They are not impressive. No one would film them. They are slow, deliberate movements on a mat, the kind of thing that looks like nothing and costs more than it looks. Bracing. Holding. Breathing where I’m supposed to breathe. It’s small, unglamorous work to remind my spine where it’s supposed to be.
Here’s a thing I’ve had to make peace with: I have Ehlers-Danlos syndrome (EDS), and my body doesn’t stabilize itself the way most bodies do.
Connective tissue is supposed to be the quiet infrastructure of the body. Ligaments and other supporting tissues hold everything in place without us ever having to think about it. Mine doesn’t do that reliably. So the stability other people receive without noticing is something I have to create. Deliberately. Every single day.
Layer hemophilia B and von Willebrand disease underneath that, and you end up with a body that is both structurally unstable and prone to bruising and bleeding — a body that’s fragile in two different ways. My spine carries that burden, and my spine feels it.
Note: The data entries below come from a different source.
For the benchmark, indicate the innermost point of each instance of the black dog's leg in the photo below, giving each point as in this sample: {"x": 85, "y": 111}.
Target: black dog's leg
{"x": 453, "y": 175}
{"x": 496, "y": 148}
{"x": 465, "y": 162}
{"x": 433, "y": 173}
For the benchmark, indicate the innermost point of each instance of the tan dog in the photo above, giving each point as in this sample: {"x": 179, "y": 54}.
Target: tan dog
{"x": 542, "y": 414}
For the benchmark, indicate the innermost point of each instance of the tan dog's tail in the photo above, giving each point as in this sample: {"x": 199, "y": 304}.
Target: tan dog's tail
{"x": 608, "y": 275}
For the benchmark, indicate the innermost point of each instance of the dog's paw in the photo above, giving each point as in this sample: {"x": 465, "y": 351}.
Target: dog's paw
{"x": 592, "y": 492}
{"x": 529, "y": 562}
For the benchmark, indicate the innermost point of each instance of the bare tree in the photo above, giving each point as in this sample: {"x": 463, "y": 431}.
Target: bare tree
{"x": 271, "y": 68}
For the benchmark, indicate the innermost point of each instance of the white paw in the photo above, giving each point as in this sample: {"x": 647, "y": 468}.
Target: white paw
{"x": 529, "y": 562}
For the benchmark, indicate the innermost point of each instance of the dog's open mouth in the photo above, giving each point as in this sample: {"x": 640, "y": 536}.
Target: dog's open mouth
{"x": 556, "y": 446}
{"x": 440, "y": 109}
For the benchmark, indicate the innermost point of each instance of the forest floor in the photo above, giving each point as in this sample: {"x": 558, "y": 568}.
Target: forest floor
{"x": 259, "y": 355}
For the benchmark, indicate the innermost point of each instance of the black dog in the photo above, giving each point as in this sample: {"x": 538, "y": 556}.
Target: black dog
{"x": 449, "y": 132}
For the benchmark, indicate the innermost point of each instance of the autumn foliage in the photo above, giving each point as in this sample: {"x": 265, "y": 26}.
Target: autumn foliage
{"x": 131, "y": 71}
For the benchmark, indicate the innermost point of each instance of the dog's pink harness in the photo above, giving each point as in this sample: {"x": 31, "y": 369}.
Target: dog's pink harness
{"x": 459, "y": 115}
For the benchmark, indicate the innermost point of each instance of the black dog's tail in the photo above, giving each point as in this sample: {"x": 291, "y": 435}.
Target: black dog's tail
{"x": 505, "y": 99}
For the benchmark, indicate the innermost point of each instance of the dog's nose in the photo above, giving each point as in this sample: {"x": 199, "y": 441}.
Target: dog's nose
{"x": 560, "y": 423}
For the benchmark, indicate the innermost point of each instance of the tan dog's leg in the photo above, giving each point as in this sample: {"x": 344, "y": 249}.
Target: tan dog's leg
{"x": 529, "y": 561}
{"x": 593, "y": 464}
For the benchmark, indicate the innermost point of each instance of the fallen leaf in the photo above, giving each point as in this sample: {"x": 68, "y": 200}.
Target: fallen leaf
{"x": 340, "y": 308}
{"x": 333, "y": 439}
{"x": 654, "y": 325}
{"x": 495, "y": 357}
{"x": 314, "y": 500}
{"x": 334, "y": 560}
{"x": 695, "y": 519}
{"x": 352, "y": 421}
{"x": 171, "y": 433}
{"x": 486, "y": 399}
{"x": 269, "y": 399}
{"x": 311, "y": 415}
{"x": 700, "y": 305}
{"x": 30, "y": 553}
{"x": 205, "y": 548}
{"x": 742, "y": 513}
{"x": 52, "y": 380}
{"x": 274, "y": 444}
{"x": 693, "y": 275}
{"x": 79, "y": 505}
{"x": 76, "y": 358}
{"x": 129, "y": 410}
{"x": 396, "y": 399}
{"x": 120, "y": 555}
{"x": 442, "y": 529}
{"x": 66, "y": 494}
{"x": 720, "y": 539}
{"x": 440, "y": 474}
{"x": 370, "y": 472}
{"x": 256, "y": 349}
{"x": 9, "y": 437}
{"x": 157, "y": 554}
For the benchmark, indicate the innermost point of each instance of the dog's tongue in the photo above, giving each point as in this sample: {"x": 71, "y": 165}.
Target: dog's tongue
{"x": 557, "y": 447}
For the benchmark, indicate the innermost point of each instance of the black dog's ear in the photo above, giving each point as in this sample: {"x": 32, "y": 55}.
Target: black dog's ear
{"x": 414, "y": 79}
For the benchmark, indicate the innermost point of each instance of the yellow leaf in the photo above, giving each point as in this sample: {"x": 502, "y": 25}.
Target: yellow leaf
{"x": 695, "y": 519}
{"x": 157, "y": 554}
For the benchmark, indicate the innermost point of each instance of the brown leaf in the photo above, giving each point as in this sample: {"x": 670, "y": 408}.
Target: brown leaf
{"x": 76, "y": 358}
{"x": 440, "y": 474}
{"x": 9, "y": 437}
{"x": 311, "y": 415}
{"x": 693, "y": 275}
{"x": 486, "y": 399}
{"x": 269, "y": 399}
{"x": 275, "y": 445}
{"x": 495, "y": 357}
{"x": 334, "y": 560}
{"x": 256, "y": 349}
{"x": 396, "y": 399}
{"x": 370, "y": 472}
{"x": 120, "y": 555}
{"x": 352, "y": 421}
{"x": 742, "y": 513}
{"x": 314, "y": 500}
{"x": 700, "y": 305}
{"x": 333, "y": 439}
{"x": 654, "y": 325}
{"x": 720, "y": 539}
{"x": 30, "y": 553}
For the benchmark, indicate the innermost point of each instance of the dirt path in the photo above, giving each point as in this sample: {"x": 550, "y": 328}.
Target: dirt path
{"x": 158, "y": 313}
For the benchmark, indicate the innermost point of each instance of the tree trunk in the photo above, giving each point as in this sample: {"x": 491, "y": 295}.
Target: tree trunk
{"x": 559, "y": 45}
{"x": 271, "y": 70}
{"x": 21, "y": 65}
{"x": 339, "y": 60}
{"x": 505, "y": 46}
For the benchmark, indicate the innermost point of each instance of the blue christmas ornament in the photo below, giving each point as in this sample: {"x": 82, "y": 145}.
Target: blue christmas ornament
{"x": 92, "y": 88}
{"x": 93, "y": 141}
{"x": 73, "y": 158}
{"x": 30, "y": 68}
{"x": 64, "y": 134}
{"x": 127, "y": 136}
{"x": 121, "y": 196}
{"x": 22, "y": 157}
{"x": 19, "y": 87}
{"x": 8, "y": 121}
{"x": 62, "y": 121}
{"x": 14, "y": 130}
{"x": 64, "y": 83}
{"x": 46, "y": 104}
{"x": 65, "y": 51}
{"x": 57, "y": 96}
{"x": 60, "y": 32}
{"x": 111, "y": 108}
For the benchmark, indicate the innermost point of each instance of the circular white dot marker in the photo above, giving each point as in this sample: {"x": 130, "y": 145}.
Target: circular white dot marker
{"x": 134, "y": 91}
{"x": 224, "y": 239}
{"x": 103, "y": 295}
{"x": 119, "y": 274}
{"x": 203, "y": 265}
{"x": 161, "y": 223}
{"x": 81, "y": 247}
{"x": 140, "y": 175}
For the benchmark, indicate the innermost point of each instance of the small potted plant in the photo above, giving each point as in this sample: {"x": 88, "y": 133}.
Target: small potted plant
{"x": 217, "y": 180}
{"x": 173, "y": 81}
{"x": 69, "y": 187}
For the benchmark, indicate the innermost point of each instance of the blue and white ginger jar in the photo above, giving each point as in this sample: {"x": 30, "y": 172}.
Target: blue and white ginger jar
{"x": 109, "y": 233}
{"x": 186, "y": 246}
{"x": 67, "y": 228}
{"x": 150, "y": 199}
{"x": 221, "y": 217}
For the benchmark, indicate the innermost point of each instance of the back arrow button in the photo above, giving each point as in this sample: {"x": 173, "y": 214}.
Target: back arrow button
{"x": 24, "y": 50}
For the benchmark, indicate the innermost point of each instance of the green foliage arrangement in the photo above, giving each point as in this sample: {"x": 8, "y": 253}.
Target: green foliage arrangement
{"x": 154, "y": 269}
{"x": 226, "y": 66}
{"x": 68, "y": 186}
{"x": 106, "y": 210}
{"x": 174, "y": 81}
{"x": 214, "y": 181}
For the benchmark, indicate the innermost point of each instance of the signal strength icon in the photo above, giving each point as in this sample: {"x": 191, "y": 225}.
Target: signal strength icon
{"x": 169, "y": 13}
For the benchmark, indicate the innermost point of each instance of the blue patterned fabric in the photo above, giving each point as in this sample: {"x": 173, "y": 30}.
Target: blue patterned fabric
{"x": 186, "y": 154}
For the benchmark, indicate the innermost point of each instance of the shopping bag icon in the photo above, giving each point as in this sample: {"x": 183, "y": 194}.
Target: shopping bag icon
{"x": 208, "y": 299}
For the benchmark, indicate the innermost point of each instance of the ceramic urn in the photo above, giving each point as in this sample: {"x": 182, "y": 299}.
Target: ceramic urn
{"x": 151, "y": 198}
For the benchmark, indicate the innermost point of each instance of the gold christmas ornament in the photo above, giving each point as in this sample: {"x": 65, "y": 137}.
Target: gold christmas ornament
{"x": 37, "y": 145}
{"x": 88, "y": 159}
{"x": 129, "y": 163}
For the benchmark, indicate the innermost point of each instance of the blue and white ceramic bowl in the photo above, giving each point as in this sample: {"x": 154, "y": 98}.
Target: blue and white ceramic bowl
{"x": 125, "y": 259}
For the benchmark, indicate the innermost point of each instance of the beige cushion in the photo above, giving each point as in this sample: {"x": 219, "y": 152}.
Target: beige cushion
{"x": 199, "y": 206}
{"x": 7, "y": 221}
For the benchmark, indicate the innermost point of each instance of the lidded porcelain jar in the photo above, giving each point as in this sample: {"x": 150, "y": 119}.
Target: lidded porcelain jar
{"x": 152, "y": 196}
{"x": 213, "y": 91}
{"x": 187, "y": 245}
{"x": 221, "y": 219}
The medical explanation comes with a handful of intimidating names, including scoliosis, multilevel grade 1 retrolisthesis, and moderate foraminal stenosis. In plain English, my spine curves where it shouldn’t, several vertebrae have shifted slightly out of alignment, and the openings where nerves leave my spine have narrowed. Connective tissue that was supposed to hold everything steady doesn’t.
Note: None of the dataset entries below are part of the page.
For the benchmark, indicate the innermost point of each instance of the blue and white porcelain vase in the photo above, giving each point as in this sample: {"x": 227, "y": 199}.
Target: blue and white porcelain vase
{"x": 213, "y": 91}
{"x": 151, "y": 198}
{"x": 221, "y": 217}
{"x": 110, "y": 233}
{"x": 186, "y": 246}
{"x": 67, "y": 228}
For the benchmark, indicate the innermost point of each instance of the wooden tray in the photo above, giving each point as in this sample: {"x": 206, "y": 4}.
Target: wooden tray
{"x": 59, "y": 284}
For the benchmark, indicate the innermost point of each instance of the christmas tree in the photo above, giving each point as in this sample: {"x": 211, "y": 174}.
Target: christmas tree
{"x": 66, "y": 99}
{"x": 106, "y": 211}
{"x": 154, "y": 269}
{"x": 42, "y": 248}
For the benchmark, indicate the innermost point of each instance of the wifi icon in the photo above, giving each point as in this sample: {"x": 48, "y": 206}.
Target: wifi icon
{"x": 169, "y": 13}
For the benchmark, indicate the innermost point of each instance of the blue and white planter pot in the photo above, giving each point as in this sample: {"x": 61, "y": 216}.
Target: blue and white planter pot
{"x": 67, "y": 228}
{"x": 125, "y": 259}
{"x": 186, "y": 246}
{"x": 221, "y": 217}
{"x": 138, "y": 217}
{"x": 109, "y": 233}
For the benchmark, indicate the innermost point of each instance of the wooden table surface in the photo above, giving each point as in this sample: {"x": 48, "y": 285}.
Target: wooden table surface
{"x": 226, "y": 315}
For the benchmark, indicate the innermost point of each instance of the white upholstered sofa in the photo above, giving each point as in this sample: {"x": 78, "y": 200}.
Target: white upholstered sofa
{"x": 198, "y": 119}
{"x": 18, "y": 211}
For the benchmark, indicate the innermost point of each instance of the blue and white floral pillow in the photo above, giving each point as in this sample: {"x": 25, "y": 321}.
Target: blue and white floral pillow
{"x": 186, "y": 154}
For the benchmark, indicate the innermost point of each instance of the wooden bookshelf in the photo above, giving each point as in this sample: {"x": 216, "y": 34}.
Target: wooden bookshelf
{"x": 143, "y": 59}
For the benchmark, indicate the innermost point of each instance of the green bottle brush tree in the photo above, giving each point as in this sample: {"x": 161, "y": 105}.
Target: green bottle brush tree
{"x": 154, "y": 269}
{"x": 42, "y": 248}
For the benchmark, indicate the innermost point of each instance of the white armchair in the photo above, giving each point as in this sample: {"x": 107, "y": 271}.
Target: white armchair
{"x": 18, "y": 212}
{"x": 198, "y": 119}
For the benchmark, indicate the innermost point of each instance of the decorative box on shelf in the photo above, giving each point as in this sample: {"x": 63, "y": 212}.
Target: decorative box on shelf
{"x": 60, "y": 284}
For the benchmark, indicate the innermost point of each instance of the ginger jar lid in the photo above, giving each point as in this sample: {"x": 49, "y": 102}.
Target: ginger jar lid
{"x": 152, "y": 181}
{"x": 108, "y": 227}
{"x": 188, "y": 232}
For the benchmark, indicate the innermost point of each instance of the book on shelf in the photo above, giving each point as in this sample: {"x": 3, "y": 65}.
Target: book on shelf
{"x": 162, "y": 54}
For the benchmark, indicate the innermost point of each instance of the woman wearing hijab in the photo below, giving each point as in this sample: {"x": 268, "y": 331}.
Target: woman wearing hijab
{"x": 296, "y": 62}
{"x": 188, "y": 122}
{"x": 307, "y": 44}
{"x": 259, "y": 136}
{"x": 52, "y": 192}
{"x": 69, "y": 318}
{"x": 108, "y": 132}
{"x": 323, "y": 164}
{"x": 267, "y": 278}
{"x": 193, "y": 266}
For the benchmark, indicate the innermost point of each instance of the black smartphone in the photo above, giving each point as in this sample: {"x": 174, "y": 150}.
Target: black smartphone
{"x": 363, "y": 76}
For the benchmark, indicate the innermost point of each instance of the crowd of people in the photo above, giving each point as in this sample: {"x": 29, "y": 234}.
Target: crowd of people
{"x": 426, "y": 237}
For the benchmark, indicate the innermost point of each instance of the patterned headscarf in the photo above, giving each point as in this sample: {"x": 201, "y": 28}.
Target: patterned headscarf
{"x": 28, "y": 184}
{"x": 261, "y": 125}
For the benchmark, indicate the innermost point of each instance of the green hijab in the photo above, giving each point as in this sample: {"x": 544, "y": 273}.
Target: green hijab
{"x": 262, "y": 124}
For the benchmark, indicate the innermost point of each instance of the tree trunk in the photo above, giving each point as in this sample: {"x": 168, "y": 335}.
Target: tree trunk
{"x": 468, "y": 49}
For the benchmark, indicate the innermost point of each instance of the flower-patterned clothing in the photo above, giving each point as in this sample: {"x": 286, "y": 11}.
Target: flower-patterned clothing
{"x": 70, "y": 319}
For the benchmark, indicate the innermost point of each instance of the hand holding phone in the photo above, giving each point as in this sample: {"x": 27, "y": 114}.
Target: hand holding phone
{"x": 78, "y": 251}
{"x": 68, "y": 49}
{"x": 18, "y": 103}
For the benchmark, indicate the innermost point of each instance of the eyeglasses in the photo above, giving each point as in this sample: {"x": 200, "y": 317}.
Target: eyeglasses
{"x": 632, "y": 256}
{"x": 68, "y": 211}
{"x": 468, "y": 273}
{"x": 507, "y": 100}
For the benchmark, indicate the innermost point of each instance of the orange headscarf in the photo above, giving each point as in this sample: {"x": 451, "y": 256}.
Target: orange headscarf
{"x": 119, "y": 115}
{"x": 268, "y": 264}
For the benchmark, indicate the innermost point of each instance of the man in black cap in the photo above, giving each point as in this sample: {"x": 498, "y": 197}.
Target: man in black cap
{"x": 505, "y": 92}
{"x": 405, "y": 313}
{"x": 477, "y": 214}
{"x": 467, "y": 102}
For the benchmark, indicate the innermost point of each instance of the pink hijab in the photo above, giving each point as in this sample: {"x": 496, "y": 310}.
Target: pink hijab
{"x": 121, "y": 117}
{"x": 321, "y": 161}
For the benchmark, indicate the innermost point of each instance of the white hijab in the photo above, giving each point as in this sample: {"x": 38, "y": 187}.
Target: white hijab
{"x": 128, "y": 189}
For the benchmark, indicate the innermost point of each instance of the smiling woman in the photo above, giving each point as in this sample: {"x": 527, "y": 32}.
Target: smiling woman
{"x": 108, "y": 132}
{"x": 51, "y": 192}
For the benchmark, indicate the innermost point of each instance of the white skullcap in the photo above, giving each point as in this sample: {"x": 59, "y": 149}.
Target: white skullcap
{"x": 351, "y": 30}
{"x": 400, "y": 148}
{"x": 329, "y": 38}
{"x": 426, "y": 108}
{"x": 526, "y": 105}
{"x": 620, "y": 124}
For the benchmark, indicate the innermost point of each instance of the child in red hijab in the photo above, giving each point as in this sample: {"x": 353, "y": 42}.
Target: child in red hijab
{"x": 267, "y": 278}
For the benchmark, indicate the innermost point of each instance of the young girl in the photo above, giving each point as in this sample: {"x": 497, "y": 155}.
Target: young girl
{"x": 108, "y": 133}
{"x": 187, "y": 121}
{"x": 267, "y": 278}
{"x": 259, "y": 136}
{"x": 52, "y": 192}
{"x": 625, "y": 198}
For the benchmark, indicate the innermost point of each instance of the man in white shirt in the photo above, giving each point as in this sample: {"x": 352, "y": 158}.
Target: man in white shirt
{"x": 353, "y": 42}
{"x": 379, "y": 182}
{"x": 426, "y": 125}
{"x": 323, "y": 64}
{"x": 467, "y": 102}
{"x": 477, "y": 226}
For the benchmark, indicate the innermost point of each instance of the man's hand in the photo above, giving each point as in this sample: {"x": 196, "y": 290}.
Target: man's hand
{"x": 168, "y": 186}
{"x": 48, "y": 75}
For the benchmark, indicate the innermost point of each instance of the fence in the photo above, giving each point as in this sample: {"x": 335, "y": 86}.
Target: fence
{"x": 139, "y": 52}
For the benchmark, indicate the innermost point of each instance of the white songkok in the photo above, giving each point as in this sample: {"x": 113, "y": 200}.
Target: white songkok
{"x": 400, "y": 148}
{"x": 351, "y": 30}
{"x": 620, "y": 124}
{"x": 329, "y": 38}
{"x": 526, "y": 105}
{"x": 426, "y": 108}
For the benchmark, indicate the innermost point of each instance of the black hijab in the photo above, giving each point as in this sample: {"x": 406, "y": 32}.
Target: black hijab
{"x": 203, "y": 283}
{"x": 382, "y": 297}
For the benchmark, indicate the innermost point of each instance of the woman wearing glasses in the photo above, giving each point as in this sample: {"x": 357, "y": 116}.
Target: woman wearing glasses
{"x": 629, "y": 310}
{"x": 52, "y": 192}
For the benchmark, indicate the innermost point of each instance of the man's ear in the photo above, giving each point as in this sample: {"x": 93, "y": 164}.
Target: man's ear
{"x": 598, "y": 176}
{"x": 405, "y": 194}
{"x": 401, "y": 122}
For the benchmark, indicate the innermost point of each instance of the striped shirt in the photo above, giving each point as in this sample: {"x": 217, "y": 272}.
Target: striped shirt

When I finally had an MRI of my spine, I hoped someone would find a way to fix it. I don’t ask that anymore, as there is no fixing it. There is only tending to it.
The unglamorous gospel of physical therapy
That mind shift — from fix to tend — is the whole reason physical therapy finally works for me now. But I didn’t start there — I started with my laptop.
Virtual physical therapy came first because it was difficult to find a therapist who understood EDS. It was convenient, as it required only a screen, a set of exercises, and no commute. For many people, that accessibility is invaluable. Sometimes it’s the only option, and I would never dismiss that.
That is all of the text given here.